Among those involved in the latest effort include Democratic Sens. Manchin, Jeanne Shaheen (N.H.), Maggie Hassan (N.H.) and Mark R. Warner (Va.), as well as Angus King (I-Maine), who caucuses with Democrats. Sen. Richard J. Durbin (D-Ill.), the second-ranking Democrat in the Senate, has also been involved in the discussions, but won’t appear at a news conference later Tuesday unveiling the plan. Among the Republicans involved are Sens. Lisa Murkowski (Alaska) and Bill Cassidy (La.), in addition to Romney and Collins.

That might be enough to get a bill past the 60-vote cloture threshold, but it would be close. Inbound Senator-elect Mark Kelly (D-AZ) might feel compelled to join that group, although Kyrsten Sinema’s absence seems pretty notable. Maybe she’ll be inclined to support it, but why isn’t one of the more approachable Democrats included in this effort in the first place?
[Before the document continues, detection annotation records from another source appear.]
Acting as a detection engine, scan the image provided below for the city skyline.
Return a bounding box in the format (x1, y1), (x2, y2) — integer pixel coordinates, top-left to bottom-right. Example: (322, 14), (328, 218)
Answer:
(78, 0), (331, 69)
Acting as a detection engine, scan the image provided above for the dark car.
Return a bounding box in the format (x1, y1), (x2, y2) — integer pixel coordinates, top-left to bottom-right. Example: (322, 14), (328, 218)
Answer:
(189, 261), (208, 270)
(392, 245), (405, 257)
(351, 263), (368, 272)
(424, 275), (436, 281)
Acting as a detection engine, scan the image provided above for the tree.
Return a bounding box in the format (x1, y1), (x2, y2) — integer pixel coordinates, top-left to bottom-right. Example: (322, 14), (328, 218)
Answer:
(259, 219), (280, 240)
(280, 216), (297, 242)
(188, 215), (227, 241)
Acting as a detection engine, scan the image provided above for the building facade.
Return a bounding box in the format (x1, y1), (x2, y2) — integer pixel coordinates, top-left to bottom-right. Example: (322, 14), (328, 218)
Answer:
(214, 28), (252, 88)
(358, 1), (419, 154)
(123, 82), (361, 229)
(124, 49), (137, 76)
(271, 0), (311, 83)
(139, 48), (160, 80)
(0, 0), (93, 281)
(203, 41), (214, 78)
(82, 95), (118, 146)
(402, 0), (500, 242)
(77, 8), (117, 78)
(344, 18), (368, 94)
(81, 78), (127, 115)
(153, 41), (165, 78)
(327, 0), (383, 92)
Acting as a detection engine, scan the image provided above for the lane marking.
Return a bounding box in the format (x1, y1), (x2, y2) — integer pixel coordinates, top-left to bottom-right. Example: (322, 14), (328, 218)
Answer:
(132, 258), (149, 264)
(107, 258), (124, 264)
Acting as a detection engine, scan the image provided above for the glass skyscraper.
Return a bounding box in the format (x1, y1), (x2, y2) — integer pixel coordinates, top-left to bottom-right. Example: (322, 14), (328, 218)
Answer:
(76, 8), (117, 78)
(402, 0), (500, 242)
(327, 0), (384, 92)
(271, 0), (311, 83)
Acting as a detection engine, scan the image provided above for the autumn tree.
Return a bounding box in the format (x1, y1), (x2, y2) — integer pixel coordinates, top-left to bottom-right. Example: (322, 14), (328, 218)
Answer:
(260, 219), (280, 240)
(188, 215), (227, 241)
Also, where are the House members needed to get this past Nancy Pelosi’s goalkeeping? Pelosi’s insistence on passing the HEROES Act as is has been the main sticking point. She will only have a nine-vote majority next year, but she’s got a bigger majority now. The Senate is the easier nut to crack, and until Pelosi signals that she’s willing to go for half a loaf, no one’s going to get any bread.

And when I say half a loaf, it’s almost literally half of what each side wants. The unemployment compensation got cut exactly in half. Democrats started out asking for nearly a trillion dollars in bloc-granted state aid, and then came down to $495 billion at one point, just over double what this proposal reportedly will offer. The GOP wanted a liability waiver, not a six-month moratorium, and it’s unclear what a six-month delay does. The point of the liability waiver wasn’t to put off lawsuits over reopening attempts for a few months but to eliminate the risk altogether. If the risk still exists six months out, businesses will be reluctant to take risks that might be necessary for survival.
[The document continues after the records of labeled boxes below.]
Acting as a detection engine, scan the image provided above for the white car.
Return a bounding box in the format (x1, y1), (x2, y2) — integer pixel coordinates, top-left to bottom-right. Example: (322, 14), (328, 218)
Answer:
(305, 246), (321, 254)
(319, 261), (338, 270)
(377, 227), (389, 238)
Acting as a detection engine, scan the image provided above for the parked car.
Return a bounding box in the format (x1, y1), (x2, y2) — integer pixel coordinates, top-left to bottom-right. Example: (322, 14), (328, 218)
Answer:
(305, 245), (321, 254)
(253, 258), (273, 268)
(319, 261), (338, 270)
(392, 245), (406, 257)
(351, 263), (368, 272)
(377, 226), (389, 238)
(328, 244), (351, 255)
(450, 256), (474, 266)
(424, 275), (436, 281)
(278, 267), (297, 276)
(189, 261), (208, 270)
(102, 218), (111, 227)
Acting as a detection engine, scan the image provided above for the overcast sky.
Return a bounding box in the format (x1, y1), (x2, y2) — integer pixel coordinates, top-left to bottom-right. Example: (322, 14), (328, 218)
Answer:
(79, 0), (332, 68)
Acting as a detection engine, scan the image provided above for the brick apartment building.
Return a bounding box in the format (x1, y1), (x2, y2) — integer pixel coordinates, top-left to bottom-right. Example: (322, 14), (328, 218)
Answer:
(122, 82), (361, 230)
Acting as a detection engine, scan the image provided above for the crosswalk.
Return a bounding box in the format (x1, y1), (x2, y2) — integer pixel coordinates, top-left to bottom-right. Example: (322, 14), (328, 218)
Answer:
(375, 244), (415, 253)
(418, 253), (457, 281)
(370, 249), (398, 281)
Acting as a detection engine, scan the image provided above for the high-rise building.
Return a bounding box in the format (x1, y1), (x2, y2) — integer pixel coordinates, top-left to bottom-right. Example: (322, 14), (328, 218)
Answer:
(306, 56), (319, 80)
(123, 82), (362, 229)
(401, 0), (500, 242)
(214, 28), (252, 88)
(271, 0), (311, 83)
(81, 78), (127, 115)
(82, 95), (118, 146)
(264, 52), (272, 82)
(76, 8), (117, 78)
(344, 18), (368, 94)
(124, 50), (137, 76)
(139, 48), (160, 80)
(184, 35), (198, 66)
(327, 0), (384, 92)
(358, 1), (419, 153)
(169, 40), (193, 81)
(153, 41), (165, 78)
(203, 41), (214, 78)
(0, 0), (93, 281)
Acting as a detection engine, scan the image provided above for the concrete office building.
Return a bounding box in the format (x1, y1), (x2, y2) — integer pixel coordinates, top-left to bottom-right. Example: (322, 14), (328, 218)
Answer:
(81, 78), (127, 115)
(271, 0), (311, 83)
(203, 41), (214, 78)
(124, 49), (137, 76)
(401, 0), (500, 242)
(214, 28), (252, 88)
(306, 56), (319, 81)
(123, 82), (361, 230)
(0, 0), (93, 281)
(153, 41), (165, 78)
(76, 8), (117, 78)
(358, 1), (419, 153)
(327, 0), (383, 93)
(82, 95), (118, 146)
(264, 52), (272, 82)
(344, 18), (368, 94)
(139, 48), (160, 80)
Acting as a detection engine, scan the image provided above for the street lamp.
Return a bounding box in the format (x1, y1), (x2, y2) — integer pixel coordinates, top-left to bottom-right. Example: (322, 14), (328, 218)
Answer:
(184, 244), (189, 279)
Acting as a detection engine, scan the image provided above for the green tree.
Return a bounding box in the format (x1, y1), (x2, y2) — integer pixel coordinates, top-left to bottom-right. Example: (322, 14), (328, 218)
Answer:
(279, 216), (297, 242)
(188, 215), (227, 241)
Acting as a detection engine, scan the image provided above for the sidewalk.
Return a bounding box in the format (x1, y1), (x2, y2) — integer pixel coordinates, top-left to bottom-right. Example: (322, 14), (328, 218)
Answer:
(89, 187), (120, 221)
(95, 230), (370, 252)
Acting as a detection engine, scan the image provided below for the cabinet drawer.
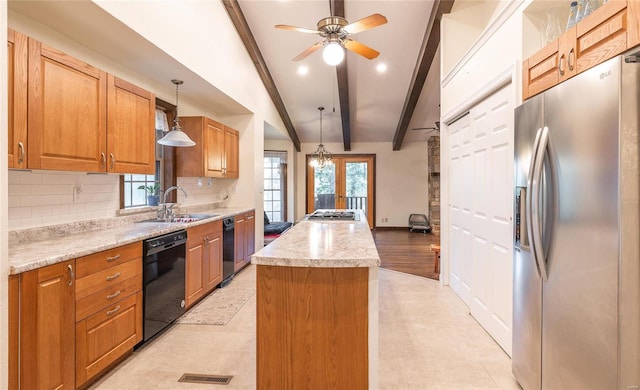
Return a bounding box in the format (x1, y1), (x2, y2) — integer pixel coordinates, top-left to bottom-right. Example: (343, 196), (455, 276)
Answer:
(76, 258), (142, 300)
(76, 291), (142, 386)
(76, 275), (142, 321)
(76, 241), (142, 279)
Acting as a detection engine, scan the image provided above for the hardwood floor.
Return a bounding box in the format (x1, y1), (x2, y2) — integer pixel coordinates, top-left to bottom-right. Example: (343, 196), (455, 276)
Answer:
(371, 228), (440, 280)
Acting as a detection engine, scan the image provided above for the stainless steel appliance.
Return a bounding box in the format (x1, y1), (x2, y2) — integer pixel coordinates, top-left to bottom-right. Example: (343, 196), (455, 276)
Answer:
(512, 50), (640, 390)
(143, 230), (187, 342)
(220, 217), (236, 287)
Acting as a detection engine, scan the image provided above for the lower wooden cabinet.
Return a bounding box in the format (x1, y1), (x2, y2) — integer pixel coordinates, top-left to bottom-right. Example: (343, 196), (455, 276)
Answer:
(75, 242), (144, 386)
(185, 220), (222, 307)
(76, 291), (143, 385)
(9, 260), (76, 389)
(8, 242), (143, 390)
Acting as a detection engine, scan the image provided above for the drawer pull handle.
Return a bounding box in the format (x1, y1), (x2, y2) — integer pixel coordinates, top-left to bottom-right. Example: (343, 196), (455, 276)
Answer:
(67, 264), (76, 286)
(107, 272), (120, 282)
(107, 255), (120, 262)
(18, 142), (24, 164)
(107, 305), (120, 316)
(107, 290), (120, 299)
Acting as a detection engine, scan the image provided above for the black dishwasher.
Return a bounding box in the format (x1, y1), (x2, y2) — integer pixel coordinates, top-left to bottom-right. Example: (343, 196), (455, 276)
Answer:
(220, 217), (236, 287)
(143, 230), (187, 342)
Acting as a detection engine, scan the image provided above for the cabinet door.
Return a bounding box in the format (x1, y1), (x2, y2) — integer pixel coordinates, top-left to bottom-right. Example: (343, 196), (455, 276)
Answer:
(522, 39), (560, 100)
(558, 26), (578, 83)
(28, 38), (107, 172)
(185, 237), (205, 307)
(20, 261), (75, 389)
(76, 291), (142, 386)
(208, 231), (222, 292)
(233, 215), (247, 271)
(7, 29), (28, 168)
(244, 211), (256, 263)
(203, 118), (224, 177)
(224, 127), (240, 179)
(576, 0), (637, 73)
(107, 75), (156, 175)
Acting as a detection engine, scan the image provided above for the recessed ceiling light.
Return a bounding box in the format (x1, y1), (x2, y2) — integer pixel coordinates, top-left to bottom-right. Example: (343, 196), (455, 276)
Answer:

One group didn’t get half a loaf, however. They didn’t even get crumbs, emphasis mine:

The bipartisan agreement includes about $300 billion in funding for small businesses through the Paycheck Protection Program, aides said. It also includes $40 billion to assist hard-hit transit agencies and rental assistance funding for those facing eviction, as well as about $50 billion in health care, including to help with vaccine distribution and testing and tracing of the coronavirus. The effort was expected to leave out a second round of $1,200 stimulus checks, as a way to bring down its overall price tag, though that measure is supported by both Trump and Pelosi.

This is the problem with centrists, or more accurately, with lawmakers that fall in love with either numbers or dealmaking. Voters whose livelihoods have been curtailed or eliminated altogether want that direct relief. A package that ignores them while putting cash into the hands of “hard-hit transit agencies” will be a political disaster, something that Nancy Pelosi and Donald Trump are smart enough to know.
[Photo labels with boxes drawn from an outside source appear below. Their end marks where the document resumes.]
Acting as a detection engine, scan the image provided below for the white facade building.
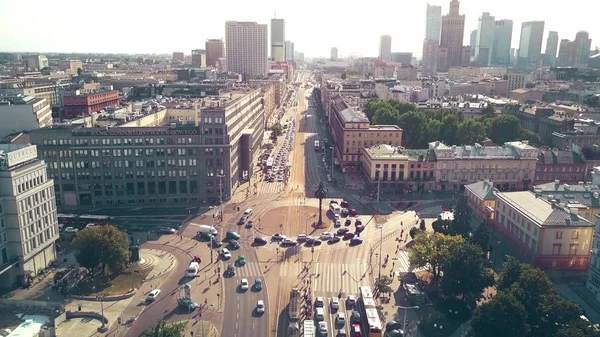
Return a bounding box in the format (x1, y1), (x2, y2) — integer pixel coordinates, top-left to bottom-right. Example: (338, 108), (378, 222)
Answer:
(0, 144), (58, 287)
(225, 21), (269, 76)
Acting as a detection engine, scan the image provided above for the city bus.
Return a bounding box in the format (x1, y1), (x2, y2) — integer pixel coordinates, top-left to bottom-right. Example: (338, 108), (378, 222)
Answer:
(358, 286), (383, 337)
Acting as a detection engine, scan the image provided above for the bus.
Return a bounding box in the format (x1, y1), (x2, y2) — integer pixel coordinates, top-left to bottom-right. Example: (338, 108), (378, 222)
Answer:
(358, 286), (383, 337)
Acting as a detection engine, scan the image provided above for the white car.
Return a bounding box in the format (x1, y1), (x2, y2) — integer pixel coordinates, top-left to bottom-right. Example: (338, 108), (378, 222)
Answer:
(146, 289), (160, 302)
(240, 278), (248, 290)
(331, 297), (340, 309)
(256, 300), (265, 314)
(221, 248), (231, 260)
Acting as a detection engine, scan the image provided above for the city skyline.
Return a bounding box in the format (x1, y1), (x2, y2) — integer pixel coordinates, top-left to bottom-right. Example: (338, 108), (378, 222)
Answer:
(0, 0), (600, 57)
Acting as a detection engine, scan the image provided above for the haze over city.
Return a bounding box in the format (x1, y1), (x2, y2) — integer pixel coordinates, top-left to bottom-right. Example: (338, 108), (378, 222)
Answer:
(0, 0), (600, 57)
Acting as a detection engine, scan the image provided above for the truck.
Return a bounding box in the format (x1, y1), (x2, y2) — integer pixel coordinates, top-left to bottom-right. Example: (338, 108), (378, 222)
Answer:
(185, 261), (200, 277)
(302, 320), (316, 337)
(198, 225), (219, 235)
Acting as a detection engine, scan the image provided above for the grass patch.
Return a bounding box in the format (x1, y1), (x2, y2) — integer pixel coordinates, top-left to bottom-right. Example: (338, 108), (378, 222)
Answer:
(71, 267), (152, 296)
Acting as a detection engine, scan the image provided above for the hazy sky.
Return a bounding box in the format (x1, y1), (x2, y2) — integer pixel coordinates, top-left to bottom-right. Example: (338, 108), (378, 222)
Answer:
(0, 0), (600, 57)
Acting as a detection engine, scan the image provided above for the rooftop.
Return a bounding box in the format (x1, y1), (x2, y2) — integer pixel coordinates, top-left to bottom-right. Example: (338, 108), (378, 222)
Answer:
(496, 191), (594, 227)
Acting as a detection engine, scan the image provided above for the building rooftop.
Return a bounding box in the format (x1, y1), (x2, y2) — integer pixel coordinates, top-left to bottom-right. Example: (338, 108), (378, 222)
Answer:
(496, 191), (594, 227)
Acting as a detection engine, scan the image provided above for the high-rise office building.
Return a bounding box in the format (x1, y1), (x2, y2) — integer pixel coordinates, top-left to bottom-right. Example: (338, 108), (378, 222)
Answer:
(285, 41), (294, 61)
(544, 31), (558, 67)
(469, 29), (477, 56)
(0, 144), (59, 288)
(271, 19), (285, 62)
(421, 4), (442, 76)
(379, 35), (392, 62)
(517, 21), (544, 70)
(491, 19), (513, 66)
(205, 39), (224, 67)
(438, 0), (465, 70)
(225, 21), (269, 76)
(471, 12), (496, 67)
(329, 47), (338, 61)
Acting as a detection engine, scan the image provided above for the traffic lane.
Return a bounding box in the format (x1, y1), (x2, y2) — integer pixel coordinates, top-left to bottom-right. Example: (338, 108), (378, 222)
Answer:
(126, 244), (189, 337)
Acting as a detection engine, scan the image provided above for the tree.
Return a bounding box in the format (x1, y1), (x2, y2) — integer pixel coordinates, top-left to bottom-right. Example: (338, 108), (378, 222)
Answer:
(448, 196), (471, 239)
(440, 242), (494, 301)
(141, 321), (185, 337)
(439, 114), (459, 146)
(409, 233), (464, 283)
(458, 119), (485, 145)
(315, 181), (327, 226)
(72, 225), (129, 272)
(489, 114), (521, 145)
(471, 293), (527, 337)
(470, 221), (491, 252)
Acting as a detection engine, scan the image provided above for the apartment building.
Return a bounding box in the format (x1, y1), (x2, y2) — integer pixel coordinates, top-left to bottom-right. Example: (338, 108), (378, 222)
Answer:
(30, 88), (264, 208)
(63, 90), (120, 119)
(329, 95), (402, 172)
(429, 142), (539, 191)
(493, 191), (594, 271)
(0, 144), (58, 288)
(0, 96), (52, 137)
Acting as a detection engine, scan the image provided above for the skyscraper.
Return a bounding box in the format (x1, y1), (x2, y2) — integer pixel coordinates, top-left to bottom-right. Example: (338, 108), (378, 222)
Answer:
(544, 31), (558, 67)
(517, 21), (544, 70)
(271, 19), (285, 62)
(438, 0), (465, 70)
(491, 19), (513, 66)
(379, 35), (392, 62)
(225, 21), (269, 76)
(205, 39), (223, 67)
(471, 12), (496, 67)
(421, 4), (442, 76)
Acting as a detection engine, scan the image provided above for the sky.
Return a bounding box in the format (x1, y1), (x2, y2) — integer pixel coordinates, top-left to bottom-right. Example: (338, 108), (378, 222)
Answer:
(0, 0), (600, 57)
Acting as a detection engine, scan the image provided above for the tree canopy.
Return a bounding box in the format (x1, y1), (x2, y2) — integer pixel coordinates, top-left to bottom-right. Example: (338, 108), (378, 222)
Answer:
(72, 225), (130, 273)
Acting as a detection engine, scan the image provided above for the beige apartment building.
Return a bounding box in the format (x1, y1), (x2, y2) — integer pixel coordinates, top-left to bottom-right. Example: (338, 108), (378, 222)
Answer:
(429, 142), (539, 191)
(329, 95), (402, 172)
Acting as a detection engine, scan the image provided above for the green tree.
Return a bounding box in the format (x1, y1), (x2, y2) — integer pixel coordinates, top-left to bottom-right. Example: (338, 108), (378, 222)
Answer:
(440, 242), (494, 302)
(398, 111), (428, 149)
(439, 114), (459, 146)
(140, 321), (185, 337)
(471, 293), (527, 337)
(448, 196), (472, 238)
(489, 115), (521, 145)
(72, 225), (129, 272)
(469, 221), (491, 252)
(458, 119), (485, 145)
(409, 233), (464, 283)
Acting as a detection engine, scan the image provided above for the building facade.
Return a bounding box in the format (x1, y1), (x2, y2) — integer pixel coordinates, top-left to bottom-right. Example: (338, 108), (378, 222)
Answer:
(0, 144), (58, 288)
(225, 21), (269, 77)
(63, 90), (120, 119)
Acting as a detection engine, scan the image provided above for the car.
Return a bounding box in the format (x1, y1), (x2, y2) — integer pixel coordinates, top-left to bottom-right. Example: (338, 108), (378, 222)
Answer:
(271, 233), (287, 241)
(350, 238), (362, 245)
(240, 278), (248, 290)
(229, 239), (240, 249)
(329, 297), (340, 309)
(315, 308), (325, 321)
(225, 231), (240, 240)
(254, 277), (262, 290)
(256, 300), (265, 314)
(146, 289), (160, 302)
(319, 322), (327, 336)
(254, 236), (269, 245)
(335, 228), (350, 236)
(221, 248), (231, 260)
(315, 296), (325, 308)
It’s also pennywise and pound foolish. The second round of stimulus would cost around $500 billion, so it’s not chump change, but it shouldn’t be a dealbreaker. It would put the overall package cost at $1.4 trillion, which is just about the middle ground between the two sides now. Furthermore, there’s significant justification for this kind of stimulus/relief. Savings levels and disposable income have been dropping for months, and in a consumer-activity-oriented economy, that spells disaster. A second round of direct stimulus is warranted to give consumers a bit more confidence heading into a new round of COVID-19 commerce restrictions.

It’s a decent enough first try. But if this is the kind of thinking that the new Centrist Utopia will have on display for the next two years, don’t get your hopes up for an end to gridlock and disappointment.